Interestingly, the bankruptcy that ensued would trigger a battle between the bankruptcy court, district court and court of appeals, regarding a tax loophole that emerged during the bankruptcy proceedings. The loophole would protect the bankrupted party against having to pay various taxes, fees and interest to the government. The case, which would have changed the bankruptcy law and tax code, was upheld in the Court of Appeals in favour of Ron Pair Enterprises (Midwest International). But the US Supreme Court filed suit against Ron Pair Enterprises, where the case was argued in Washington DC in front of the likes of William 

Rehnquist and Sandra Day O’Conner. In the end, the Supreme Court would rule against Ron in a 5/4 decision, and the bankruptcy would enter chapter 11.

At a moment of time when things were at their worst, a few employees jumped ship to compete across town. The expectation by many was that Midwest was finished. It was an expectation that would prove wrong. Ron would pick Midwest up from out of the mud and forge ahead.

As environmental laws became more stringent, the market for dust-free loading equipment grew. The cross-town competitors that defected from Midwest would eventually spin-off their own set of detractors and competitors; a pattern that would repeat itself a few more times until the present day. Although some of those loading spout companies are no longer in business, today there remain several in Charlevoix County. Some have even dubbed the county ‘The Loading Spout Mecca’, though I would describe it better as a soap opera. One that we turned off a long time ago.

But what one can’t turn off is the history of our industry and what ultimately brought us to Charlevoix.

Last December Midwest received a call from St. Marys Cement in Charlevoix. It was to replace the six loading spouts at their boat loading birth. It was a unique opportunity to bid a project in our hometown, but this project was particularly special because it involved replacing spouts my father manufactured 42 years prior. Midwest would ultimately be awarded the project, part of a major renovation St. Marys Cement had under way in upgrading its production, distribution and storage capabilities.
But it meant more than that. It represented a generational gap in our industry. I took over Midwest from my father in 2010. A year later, he died. A big chunk of Midwest died with him.
Having ridden the rollercoaster all those years, it was important for me to understand his legacy. The Charlevoix project represented that opportunity.

Over 40 years ago, Medusa Cement Company (now St. Marys Cement), alongside a host of equipment manufacturers, contractors, and consultants began orchestrating a network of high-speed cement terminals to meet the demand of an expanding cement market and compete with Huron Cement (now LafargeHolcim) which had dominated the Great Lakes region since 1908. This network would centre around a brand new cement plant in Charlevoix, Michigan and implement new high-speed loading/unloading technology. By the early 1970s, this vision became reality.
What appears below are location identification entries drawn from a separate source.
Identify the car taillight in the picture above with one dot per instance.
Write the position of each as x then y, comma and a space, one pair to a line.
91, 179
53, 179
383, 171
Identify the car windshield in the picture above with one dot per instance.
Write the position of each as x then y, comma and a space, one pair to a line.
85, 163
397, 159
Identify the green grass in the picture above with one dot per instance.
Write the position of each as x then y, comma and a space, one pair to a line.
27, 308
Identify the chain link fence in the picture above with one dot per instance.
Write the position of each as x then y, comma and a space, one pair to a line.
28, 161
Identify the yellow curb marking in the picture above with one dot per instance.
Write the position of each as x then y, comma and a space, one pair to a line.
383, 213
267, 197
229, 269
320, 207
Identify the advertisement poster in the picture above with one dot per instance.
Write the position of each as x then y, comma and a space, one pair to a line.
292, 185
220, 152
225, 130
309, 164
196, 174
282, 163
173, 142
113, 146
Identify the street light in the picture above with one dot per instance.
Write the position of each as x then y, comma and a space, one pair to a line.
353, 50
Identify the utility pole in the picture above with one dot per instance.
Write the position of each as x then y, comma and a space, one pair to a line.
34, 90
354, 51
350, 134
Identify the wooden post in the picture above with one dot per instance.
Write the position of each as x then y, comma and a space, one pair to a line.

In addition to the new plant in Charlevoix, Medusa constructed new silos in Milwaukee, Detroit, Manitowoc, and Cleveland. To make the network viable, Medusa converted an old but reliable steamship into a self-unloading cement carrier. The Medusa Challenger was born. Unlike Huron Cement’s

J.B. Ford carrier, the Challenger implemented a sophisticated high- speed unloading system highlighted by a first-of-its-kind vertical belt elevator developed by Webster Manufacturing. To complete the network, Medusa implemented new loading equipment at the Charlevoix plant. Fuller Bulk Handling (FL Smidth) installed shuttling airslide conveyors that could extend out over the Medusa Challenger. Attached to the end of the conveyors were newly designed bulk loading spouts by Ron Pair Enterprises (Midwest International) which allowed the high-speed loading of cement to be performed dust free. With the technologies in place, the new cement plant could offload its product onto the Challenger in just a matter of hours. The Challenger could then quickly unload at various terminals on the Great Lakes and swiftly return back to Charlevoix to receive another load. In 1972, cement distribution and transportation on the Great Lakes would be taken to unprecedented levels. Forty-two years later, the same spouts, same shuttling conveyors and same Medusa Challenger, were still chugging away.

That original project represented the old-school way of business, where companies were smaller, and built products 

because they believed in them. Companies would shake hands, roll up their sleeves and make the impossible possible. And if a company made a mistake, they would own up to it, and get it fixed. It seems a far cry from today’s business environment, littered with 300-page contracts stipulated by liability rather than substance, where finger pointing becomes the first reaction when anything goes wrong.

The new St. Marys Cement renovation in Charlevoix would make a connection to this earlier time, an older and arguably better generation. It would also signify the beginning of the bulk loading spout industry in Charlevoix, which stemmed from a relationship Midwest shared with Medusa in Detroit, Michigan.

In fact it started in the late 1960s on a cocktail napkin at Sinbad’s Bar and Grill on the Detroit River. On that cocktail napkin, Ron and Hayes Jensen, an engineer from Medusa Cement designed what would later become the MC22 bulk loading spout, a much needed answer to the problematic
dust emitted during the loading process; a problem that was worsening as silo withdrawal technologies were yielding higher loading
capacities. The loading spout provided a standard approach to dust-free loading and would make all other loadout apparatuses at the time obsolete.
As Ron Pair Enterprises began manufacturing these dust free loading spouts for Medusa, Peerless, and Huron Cement in the Detroit area during the late 1960s and early 1970s, it was that grand project surrounding the Medusa Charlevoix plant that would help bring the bulk loading industry to Northern Michigan.

Today, as the renovation at St. Marys Cement takes effect, and the new Midwest spouts begin their next 40-year voyage, it’s hard not to appreciate the efforts of a past generation and their contributions to our industry. It’s been a long time since my first days at Midwest, sitting in that dark little room, plugging away at books. But for a company that has been through the thick of it, and the family as well, we are ready, willing, and prepared for anything that comes our way.